Indonesian police are questioning Abu Tholut, one of the country's most wanted terror suspects, after capturing him during a raid on his wife's house.
Tholut, 49, is suspected of helping set up a militant training camp in the province of Aceh and allegedly recruiting militants and raising funds for terrorist activities.
Tholut, also known as Mostofa, Pranata Yuda and Imron Baehaqi, reportedly gave little resistance when Indonesia's anti-terror unit Densus 88 made the arrest in the town of Kudus, central Java province. "We cornered him in Kudus at 8 a.m.," National Police spokesman Insp. Gen. Iskandar Hasan said.
Tholut is believed linked to the Jemaah Islamiah group that allegedly has ties with al-Qaida. JI, whose goals at one time included the formation of a single Islamic south Asian state, continues to be a major security concern for several other regional countries, notably Malaysia and Singapore and parts of the southern Philippines and southern Thailand.
In September, Malaysia repatriated Singapore's most wanted fugitive, Mas Selamat bin Kastari, 49, who is believed to be the head of the Singapore cell of Jemaah Islamiah.
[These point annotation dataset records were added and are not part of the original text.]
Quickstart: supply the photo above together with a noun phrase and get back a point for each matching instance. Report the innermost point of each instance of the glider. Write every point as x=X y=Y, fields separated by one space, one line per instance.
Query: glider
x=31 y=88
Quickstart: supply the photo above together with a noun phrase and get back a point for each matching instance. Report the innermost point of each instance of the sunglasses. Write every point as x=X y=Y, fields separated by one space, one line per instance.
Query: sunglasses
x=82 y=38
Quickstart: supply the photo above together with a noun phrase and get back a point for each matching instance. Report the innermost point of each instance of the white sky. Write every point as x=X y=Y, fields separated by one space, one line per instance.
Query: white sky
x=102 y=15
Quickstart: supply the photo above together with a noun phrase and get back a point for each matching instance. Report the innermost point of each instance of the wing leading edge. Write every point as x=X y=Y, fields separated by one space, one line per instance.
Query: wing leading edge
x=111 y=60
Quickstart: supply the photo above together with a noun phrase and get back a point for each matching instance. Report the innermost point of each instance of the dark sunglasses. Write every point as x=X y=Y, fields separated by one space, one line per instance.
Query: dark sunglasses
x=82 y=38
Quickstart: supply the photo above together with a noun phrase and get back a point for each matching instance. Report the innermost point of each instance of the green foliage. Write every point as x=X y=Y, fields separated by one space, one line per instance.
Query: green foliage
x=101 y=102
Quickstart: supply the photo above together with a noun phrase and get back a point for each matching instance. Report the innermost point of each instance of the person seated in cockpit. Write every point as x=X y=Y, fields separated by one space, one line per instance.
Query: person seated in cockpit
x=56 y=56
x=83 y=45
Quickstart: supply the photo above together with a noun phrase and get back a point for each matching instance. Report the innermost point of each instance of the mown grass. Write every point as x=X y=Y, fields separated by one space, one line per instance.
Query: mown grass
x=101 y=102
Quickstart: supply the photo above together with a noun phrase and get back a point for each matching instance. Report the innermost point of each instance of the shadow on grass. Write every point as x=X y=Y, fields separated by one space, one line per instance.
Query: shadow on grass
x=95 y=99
Kastari is suspected of masterminding a plot to hijack a plane and crash it into Singapore's airport.
JI also was designated a foreign terrorist organization by the United States in 2002.
JI has demonstrated a strategy of deadly attacks on locations popular with many foreign nationals, such as Indonesia's worst terrorist attack, the 2002 bombing of Indonesia's Bali resort nightclubs that left more than 200 dead, including 88 vacationing Australians.
The arrest of Tholut is a boost to the police's confidence in maintaining surveillance on suspected terrorists, even after their release from prison. In 2004, Tholut was sentenced to be jailed for seven years for the bombing of a shopping center in Jakarta but was released in 2007 for good behavior.
Security authorities had been trailing him for the past month, Hasan said.
As well as the anti-terror force Densus 88, Indonesia's national police also want to question Tholut. "Abu Tholut was deeply involved in terrorist training in Aceh and armed robberies in north Sumatra province," national police spokesman Boy Rafli Amar said.
Police want to question him in relation to a bank robbery in the city of Medan earlier this year, which they said was for money to finance militant groups.
Tholut's arrest follows what police said was another blow against JI. In August, Indonesian police picked up radical Muslim cleric Abu Bakar Bashir, who awaits trial in Jakarta on terrorism charges. He was arrested at his home in Ciamis, in the western area of the southern island Java. He denies the charges and maintains that his arrest was on the orders of the United States.
Bashir, 71, is suspected of helping set up a militant Islamic training camp in Aceh, on the northern tip of Sumatra Island. He also served more than two years in jail before being cleared of involvement with JI.
In 2008 he claimed that the first bomb set off in Bali was very small. "At most it shattered glass and didn't wound people, or at most wounded them a little," he said. The main explosion was what he called "a micro-nuclear bomb, not a regular bomb … The bomb was made by the CIA, it could be no one else."